Do you buy this rally? I’m not so sure. We had a 450 point swing in the Dow today, while bonds were up all day (usually, bonds move inversely to stocks as they are a “flight to quality” investment). Remember, bonds have been leading the markets lately. Was a 450 point rally the day before a HUGE unemployment number warranted? I don’t think so. This employment number will give the market direction for the next few weeks and people have been a little too bullish lately.

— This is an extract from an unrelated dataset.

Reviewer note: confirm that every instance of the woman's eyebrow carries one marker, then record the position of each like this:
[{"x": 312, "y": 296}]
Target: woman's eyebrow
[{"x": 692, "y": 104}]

Yesterday, we saw stocks fall fast when one bond insurer got downgraded. One of the main reasons for the huge decline in stock prices in December and January has been because of uncertainty regarding bond and mortgage insurers. We opened lower this morning because of two pieces of information: 1) MBIA posted a huge loss in Q4 and there was speculation that they would lose their AAA credit rating, and 2) a weaker than expected initial jobless claims number (however, this number always gets revised). MBIA was the main focus today because of their 4 hour conference call (that’s ridiculously long). The market turned around when MBIA CEO said the company would be able to maintain its AAA credit rating and that it will have enough capital to stay in business. This statement soothed investors’ concerns and sparked a broad-market rally, led by the financials, home builders, and retailers.
Take a look at some ETF (exchange-traded funds) that track these three industries – banks (XLF), homebuilders (HGX), and retailers (XRT). These groups have been up huge since the emergency Fed rate cut last Tuesday. I think they are overextended and I would not be a buyer at this time. These industries (the so-called “early cycle” industries) are leading the markets higher mainly because of the aggressive easing action of the Fed.
Just before the market closed at 2:53 pm, Reuters reported that S&P (another credit rating agency) might still cut MBIA’s credit rating. Here is the Reuters article describing the bond insurers’ current situation. When this report came public, the Dow immediately shed 100 points in a matter of two minutes. For the most part, whatever MBIA does (news-worthy), the stock market will follow because the ripple effects of a MBIA/Ambac downgrade will cause chaos in the credit markets.
After the close, Google reported earnings that were below analysts’ expectations and the stock was down about $40 in after-hours trading. Just a few months ago, GOOG was trading at $747! It’s definitely a buying opportunity tomorrow morning. Proctor & Gamble, CVS, and Amazon.com beat estimates. Starbucks announced they will close 100 stores and open 400 less new stores.
What to watch for tomorrow? The unemployment number is key! A poor number will mean the Fed might be forced to cut again. A strong number will definitely cause the markets to rally. Also, Chevron and Exxon Mobile report earnings tomorrow. They have a combined market capitalization of $650B! Their reports will definitely move the market.